Hitch, by Jeanette Ingold

Moss Trawnley is 17, homeless, jobless, and in line at the soup kitchen with everyone else he knows when he hears about President Roosevelt’s Civilian Conservation Corps. He signs up for six months and finds his life irrevocably changed, from the hot food on the table and the sheets on the beds to the new responsibilities he earns and the self-control he learns. An excellent time machine into the Great Depression, and a wonderful look at a teenager becoming an adult.
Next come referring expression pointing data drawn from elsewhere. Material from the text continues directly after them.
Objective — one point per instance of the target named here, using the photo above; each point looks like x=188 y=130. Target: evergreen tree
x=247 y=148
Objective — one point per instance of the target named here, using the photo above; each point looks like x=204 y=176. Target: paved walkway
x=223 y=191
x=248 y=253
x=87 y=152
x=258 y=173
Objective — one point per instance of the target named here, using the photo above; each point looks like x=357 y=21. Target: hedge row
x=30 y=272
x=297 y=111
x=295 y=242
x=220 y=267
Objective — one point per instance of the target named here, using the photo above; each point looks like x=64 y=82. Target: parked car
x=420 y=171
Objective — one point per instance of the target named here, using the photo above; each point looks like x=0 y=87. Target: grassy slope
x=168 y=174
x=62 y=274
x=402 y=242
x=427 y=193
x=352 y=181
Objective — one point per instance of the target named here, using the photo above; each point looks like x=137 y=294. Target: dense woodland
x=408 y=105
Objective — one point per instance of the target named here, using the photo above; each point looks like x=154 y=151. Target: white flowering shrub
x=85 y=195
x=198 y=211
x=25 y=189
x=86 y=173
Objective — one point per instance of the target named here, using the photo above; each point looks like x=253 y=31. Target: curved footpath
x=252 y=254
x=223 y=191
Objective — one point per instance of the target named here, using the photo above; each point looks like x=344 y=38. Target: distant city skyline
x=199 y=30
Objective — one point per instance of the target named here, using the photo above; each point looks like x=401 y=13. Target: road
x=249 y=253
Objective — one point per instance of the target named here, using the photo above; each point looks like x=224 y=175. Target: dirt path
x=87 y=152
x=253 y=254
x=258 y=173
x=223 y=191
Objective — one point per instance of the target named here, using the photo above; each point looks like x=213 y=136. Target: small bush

Black Taxi, by James Moloney

Even though her beloved granddad is in jail for a “little bit” of criminal activity, 16 year-old Rosie still feels lucky: she’s got his cell phone and the keys to his black Mercedes. Every so often, someone calls on the cell to ask her to run an errand in the Mercedes, but mostly she uses it to land hot dates. Until the first threatening call, that is. Somewhere, a jewelry heist has gone wrong, and even though Paddy’s still in jail, the voice at the other end thinks he’s involved. It’s up to Rosie to solve the mystery before someone (probably her) gets hurt.

Magic or Madness, by Justine Larbalestier

This Australian import is the first in a trilogy featuring Reason Cansino, who’s been living life on the run for years with her mother, Sarafina, terrified of falling into her grandmother’s clutches. Now her mother has had a mental breakdown, and Reason is being sent to live with Esmerelda, who Sarafina always claimed was a witch. When Reason arrives in Sydney, she is wary of everything about her grandmother, and finds her mother’s claims backed up by solid evidence when she digs up a dead cat in the basement. Deftly written and intricately plotted – readers will be anxiously awaiting the sequels.

The Witch’s Boy, by Michael Gruber

This story of an abandoned baby called Lump, his rescuer the Witch, and her cat named Falance can be read on many levels. Part human, part goblin, Lump is nurtured by a bear and tutored by a djinn while his mother the Witch does her part to make sure their part of the world runs smoothly. But her work makes her an indifferent mother, and Lump becomes a spoiled and angry boy. When disaster strikes and Lump and the Witch are forced out into the wider world, they learn to move beyond their selfish and introspective selves to learn the truth about each other.

24 Girls in 7 Days, Alex Bradley

Self-described geek Jack Grammar is sure he’s the laughingstock of the school: after he’s cut down by his only prom prospect, his two best friends take matters into their own hands and post an extremely embarrassing personals ad in the school paper under his name. But to his surprise, the response is positive – Jack’s faced with over 200 girls who all want to date him! There are only 7 days till Prom and the plan is for Jack to go on a few trial dates and then pick one for the big night. Will any of them be the right girl for him?

Pretty Things, by Sarra Manning

Brie, Charlie, Daisy, and Walker are enmeshed in a conflicted love rectangle. Brie’s in love with her best friend Charlie, but Charlie’s after Walker, who’s after Daisy, whose girlfriend is confusing her. It’s Summer Theater time in North London, and the four teens take turns telling the story in their own, very distinct, voices. Realistically, none are completely likeable, but there’s enough background on each to draw readers in and sympathize with them.

Funny Little Monkey, by Andrew Auseon

Arty and his twin Kurt are freshmen in high school and deeply scarred in different ways by their father’s desertion in this dark and surreal comedy. Arty has Growth Hormone Deficiency Syndrome and is 4’2” to Kurt’s 6’3” and has played punching bag to his big brother’s violent bullying for years. So when he is offered the chance at revenge by the school’s underground resistance group, he jumps at it without considering the consequences. In over his head, Arty finds that there’s still a little room for brotherly love in his heart.